Consumer durables and defense boost GDP
Second quarter Gross Domestic Product (GDP) growth of 2.4% was a bizarre mix of trends. Higher consumer purchases of vehicles, electronics and household durables accounted for all of the growth. But a high level of imported goods actually hurt GDP. (This negative impact will lessen with import prices now rising as the dollar falls.) Meanwhile, increased defense spending accounted for 1.7 points of the growth. Meanwhile, more investment in equipment and buildings added 1.0% to GDP growth while inventory reductions subtracted 0.8%. Ahead, both will be much stronger.

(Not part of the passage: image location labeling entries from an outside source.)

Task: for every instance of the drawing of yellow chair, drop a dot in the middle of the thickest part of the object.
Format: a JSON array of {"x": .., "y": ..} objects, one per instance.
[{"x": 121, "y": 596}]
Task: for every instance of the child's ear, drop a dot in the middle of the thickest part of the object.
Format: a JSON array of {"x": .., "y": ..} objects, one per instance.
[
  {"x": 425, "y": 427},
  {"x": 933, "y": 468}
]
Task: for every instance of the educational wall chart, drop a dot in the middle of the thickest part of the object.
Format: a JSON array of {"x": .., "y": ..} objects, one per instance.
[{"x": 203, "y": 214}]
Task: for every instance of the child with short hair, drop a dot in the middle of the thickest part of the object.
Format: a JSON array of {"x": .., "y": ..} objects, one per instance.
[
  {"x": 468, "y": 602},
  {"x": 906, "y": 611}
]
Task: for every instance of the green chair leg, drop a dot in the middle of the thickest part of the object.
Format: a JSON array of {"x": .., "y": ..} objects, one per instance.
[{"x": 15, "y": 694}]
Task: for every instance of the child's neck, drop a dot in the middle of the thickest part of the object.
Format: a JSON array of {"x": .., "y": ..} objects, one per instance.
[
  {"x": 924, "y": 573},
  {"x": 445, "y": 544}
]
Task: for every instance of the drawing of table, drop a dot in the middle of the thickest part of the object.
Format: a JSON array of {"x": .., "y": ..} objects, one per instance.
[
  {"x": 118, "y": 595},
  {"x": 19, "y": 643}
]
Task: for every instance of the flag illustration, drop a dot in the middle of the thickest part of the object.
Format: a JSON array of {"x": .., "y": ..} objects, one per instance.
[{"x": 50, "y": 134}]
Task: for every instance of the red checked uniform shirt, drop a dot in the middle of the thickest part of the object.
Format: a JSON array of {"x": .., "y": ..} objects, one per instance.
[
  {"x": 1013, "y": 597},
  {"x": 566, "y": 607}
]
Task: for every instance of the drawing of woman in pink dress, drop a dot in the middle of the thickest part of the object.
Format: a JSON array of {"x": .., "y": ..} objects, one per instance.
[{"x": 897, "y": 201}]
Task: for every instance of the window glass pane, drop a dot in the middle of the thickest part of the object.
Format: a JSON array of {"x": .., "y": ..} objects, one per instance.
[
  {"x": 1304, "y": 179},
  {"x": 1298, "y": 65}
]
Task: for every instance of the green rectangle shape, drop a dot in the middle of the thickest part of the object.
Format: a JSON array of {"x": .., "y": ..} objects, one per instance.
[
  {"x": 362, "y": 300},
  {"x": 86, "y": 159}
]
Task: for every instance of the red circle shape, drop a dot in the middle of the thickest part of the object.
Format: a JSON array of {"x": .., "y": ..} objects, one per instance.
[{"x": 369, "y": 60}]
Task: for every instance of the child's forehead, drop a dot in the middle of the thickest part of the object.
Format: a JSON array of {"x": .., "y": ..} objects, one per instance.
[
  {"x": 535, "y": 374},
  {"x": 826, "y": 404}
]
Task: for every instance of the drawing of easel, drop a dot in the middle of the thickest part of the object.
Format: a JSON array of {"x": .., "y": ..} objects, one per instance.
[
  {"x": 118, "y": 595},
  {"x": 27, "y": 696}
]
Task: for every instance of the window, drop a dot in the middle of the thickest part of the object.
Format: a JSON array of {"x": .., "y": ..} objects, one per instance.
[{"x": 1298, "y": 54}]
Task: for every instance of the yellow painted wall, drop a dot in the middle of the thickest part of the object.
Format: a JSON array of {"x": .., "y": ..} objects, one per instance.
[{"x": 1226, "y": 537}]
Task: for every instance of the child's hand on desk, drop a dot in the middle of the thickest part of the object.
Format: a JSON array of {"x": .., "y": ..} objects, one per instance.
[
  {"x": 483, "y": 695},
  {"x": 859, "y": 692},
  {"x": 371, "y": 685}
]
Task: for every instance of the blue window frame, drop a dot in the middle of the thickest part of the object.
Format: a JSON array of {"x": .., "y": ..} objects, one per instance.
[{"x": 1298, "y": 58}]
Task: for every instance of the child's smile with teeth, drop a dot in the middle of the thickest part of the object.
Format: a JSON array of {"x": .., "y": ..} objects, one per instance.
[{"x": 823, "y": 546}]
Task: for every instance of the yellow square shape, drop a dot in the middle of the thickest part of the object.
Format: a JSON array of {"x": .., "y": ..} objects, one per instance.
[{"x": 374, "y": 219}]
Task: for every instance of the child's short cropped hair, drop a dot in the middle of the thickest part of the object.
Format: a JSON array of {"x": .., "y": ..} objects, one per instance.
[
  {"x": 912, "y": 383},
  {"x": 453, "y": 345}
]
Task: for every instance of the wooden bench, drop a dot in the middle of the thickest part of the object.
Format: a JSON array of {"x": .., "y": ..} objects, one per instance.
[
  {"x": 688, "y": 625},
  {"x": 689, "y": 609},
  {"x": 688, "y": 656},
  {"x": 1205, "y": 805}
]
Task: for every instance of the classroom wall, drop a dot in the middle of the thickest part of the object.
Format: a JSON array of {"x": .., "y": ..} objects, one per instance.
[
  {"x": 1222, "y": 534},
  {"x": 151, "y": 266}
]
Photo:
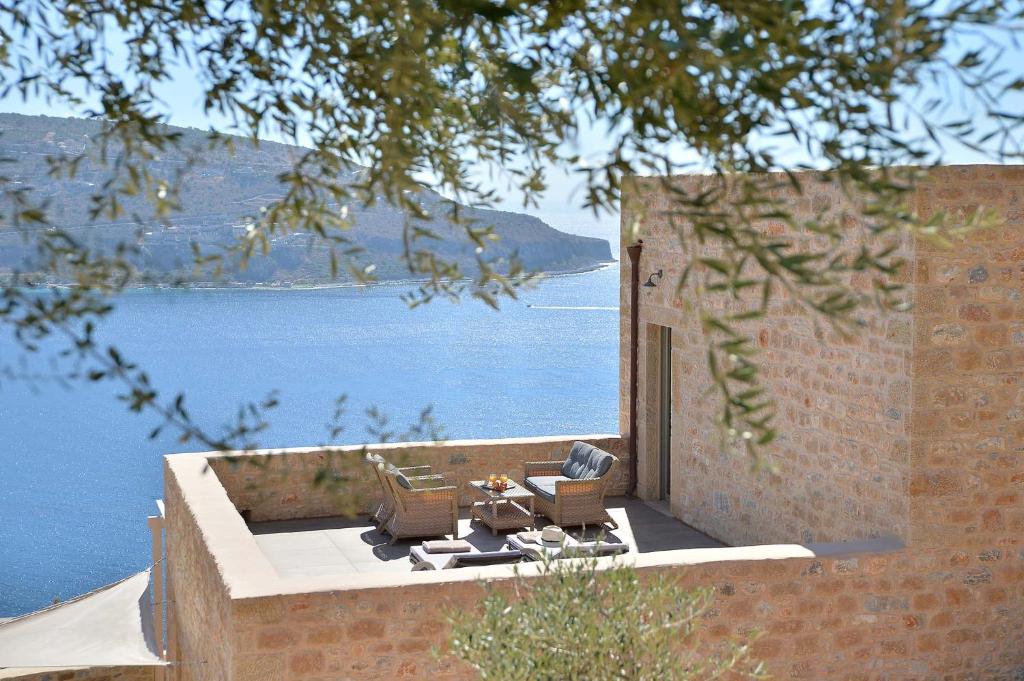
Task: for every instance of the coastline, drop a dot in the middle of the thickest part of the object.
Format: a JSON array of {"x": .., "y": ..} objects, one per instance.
[{"x": 232, "y": 286}]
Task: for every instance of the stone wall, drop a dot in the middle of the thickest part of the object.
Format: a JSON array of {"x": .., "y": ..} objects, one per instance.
[
  {"x": 274, "y": 485},
  {"x": 88, "y": 674},
  {"x": 842, "y": 403},
  {"x": 869, "y": 615},
  {"x": 858, "y": 417},
  {"x": 967, "y": 491},
  {"x": 199, "y": 606}
]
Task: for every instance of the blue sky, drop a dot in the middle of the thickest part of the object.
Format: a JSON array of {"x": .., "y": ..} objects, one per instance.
[{"x": 560, "y": 206}]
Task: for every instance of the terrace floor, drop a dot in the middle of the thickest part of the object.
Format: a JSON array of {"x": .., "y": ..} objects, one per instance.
[{"x": 338, "y": 546}]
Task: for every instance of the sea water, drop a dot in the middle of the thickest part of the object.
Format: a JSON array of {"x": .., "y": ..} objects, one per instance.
[{"x": 79, "y": 475}]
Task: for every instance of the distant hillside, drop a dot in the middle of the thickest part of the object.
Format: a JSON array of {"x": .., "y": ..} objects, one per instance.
[{"x": 226, "y": 186}]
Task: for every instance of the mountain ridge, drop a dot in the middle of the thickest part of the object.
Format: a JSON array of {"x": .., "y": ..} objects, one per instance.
[{"x": 220, "y": 190}]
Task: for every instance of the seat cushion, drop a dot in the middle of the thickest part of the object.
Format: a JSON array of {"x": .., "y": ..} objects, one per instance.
[
  {"x": 544, "y": 485},
  {"x": 578, "y": 463},
  {"x": 586, "y": 462},
  {"x": 600, "y": 462}
]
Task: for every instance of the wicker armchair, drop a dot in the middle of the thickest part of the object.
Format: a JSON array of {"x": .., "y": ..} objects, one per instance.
[
  {"x": 383, "y": 506},
  {"x": 571, "y": 492},
  {"x": 421, "y": 512}
]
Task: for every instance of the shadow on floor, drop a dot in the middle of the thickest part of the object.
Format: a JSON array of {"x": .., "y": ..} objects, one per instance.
[{"x": 338, "y": 546}]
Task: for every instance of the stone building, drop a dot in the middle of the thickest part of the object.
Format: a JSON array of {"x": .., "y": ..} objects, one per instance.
[{"x": 891, "y": 545}]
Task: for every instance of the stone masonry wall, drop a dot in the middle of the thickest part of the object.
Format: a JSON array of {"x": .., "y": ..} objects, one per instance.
[
  {"x": 842, "y": 403},
  {"x": 89, "y": 674},
  {"x": 883, "y": 615},
  {"x": 967, "y": 491},
  {"x": 199, "y": 608},
  {"x": 274, "y": 486}
]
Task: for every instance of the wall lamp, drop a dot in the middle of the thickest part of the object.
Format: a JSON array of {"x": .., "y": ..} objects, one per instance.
[{"x": 650, "y": 284}]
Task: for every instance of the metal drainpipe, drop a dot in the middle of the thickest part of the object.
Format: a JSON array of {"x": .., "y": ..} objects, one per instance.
[{"x": 634, "y": 253}]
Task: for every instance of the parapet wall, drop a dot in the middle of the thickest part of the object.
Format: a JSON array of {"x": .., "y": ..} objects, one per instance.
[
  {"x": 88, "y": 674},
  {"x": 866, "y": 614}
]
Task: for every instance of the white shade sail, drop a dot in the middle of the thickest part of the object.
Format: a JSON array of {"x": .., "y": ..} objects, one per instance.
[{"x": 110, "y": 627}]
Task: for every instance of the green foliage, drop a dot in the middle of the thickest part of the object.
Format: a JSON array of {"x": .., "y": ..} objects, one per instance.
[
  {"x": 430, "y": 95},
  {"x": 578, "y": 622}
]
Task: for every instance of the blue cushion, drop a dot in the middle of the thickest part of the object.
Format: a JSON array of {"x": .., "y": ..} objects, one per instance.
[
  {"x": 587, "y": 462},
  {"x": 577, "y": 464},
  {"x": 544, "y": 485},
  {"x": 600, "y": 462}
]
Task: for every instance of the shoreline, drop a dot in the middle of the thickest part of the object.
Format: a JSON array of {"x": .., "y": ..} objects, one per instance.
[{"x": 227, "y": 286}]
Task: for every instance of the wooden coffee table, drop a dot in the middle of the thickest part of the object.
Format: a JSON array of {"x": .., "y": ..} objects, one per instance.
[{"x": 511, "y": 509}]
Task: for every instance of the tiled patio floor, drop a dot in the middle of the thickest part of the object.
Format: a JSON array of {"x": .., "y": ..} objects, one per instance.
[{"x": 340, "y": 546}]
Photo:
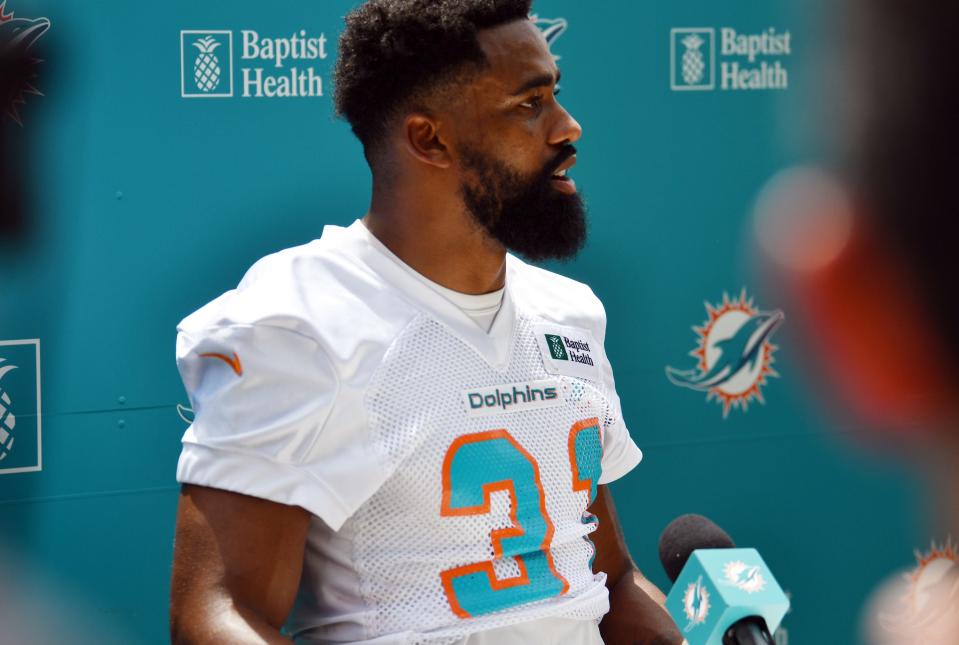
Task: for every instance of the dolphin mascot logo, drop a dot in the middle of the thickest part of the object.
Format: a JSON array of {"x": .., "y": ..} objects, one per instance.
[
  {"x": 743, "y": 349},
  {"x": 17, "y": 73}
]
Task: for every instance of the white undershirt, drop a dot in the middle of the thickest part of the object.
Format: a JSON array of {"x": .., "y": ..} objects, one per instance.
[{"x": 482, "y": 308}]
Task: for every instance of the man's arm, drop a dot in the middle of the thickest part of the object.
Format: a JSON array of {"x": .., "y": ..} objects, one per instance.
[
  {"x": 636, "y": 614},
  {"x": 236, "y": 567}
]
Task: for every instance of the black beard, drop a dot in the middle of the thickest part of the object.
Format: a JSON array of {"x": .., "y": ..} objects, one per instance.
[{"x": 525, "y": 214}]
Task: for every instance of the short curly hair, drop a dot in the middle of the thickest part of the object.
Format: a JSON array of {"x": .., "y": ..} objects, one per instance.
[{"x": 395, "y": 51}]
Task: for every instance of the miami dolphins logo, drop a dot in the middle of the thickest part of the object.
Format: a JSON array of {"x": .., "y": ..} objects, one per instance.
[
  {"x": 696, "y": 603},
  {"x": 742, "y": 576},
  {"x": 17, "y": 66},
  {"x": 734, "y": 354}
]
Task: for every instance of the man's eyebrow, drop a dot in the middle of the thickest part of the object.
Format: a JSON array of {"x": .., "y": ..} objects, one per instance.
[{"x": 537, "y": 81}]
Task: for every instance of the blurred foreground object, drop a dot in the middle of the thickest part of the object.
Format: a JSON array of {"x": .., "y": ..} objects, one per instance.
[
  {"x": 921, "y": 606},
  {"x": 864, "y": 250},
  {"x": 18, "y": 81}
]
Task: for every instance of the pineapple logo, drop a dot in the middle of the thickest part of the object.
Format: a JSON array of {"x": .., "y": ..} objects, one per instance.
[
  {"x": 551, "y": 28},
  {"x": 7, "y": 421},
  {"x": 19, "y": 406},
  {"x": 696, "y": 53},
  {"x": 693, "y": 66},
  {"x": 202, "y": 73},
  {"x": 206, "y": 67}
]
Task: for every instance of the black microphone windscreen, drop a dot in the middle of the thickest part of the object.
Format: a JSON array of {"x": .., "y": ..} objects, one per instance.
[{"x": 684, "y": 535}]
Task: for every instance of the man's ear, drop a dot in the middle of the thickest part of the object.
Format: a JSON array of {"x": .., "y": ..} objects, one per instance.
[{"x": 424, "y": 142}]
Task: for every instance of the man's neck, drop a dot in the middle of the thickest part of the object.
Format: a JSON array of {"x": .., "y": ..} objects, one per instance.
[{"x": 438, "y": 239}]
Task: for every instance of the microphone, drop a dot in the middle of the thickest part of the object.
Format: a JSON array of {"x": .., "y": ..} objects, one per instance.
[{"x": 721, "y": 595}]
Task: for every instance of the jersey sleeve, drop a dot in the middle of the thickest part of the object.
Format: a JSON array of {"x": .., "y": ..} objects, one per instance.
[
  {"x": 261, "y": 396},
  {"x": 620, "y": 452}
]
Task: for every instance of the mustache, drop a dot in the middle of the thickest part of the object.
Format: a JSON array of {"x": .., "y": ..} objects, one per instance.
[{"x": 565, "y": 153}]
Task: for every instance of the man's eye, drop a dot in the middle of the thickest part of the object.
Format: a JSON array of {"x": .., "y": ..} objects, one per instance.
[{"x": 532, "y": 103}]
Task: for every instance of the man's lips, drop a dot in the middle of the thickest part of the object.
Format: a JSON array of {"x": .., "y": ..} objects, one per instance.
[{"x": 559, "y": 179}]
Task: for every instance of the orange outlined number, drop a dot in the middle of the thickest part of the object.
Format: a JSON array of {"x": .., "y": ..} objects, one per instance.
[{"x": 475, "y": 466}]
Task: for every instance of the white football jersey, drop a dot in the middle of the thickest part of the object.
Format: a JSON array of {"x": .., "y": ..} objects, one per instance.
[{"x": 449, "y": 469}]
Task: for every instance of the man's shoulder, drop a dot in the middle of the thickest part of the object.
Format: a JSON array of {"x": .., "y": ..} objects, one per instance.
[
  {"x": 320, "y": 289},
  {"x": 556, "y": 297}
]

Investment recovers, strong gains ahead
Equipment investment has rebounded from a war-related dip in the first quarter. The gain was all electronics with industrial equipment spending steady. Investment in industrial equipment will begin rising slowly this quarter. Business software purchases increased at a 5.6% annual pace with growth likely to double early next year. Stand-alone warehouse construction spending increased for the second quarter after a 33% decline over six quarters. Construction spending for warehouse space was steady in the spring after a steep decline. It is forecast to begin rising in the third quarter.
Inventories get leaner
Inventories fell more than $5 billion from the first to the second quarter, pushing the economy-wide inventory/sales ratio down to 1.98 from the 2.01–2.02 level where it had been stuck for more than a year. As the most comprehensive inventory measure, this number includes inventories at all stages of production and distribution. A lower ratio could be in part from fewer links in the supply chain. The inventory/sales ratio was steady for wholesalers, up marginally for retailers and down slightly for manufacturers with more decline expected.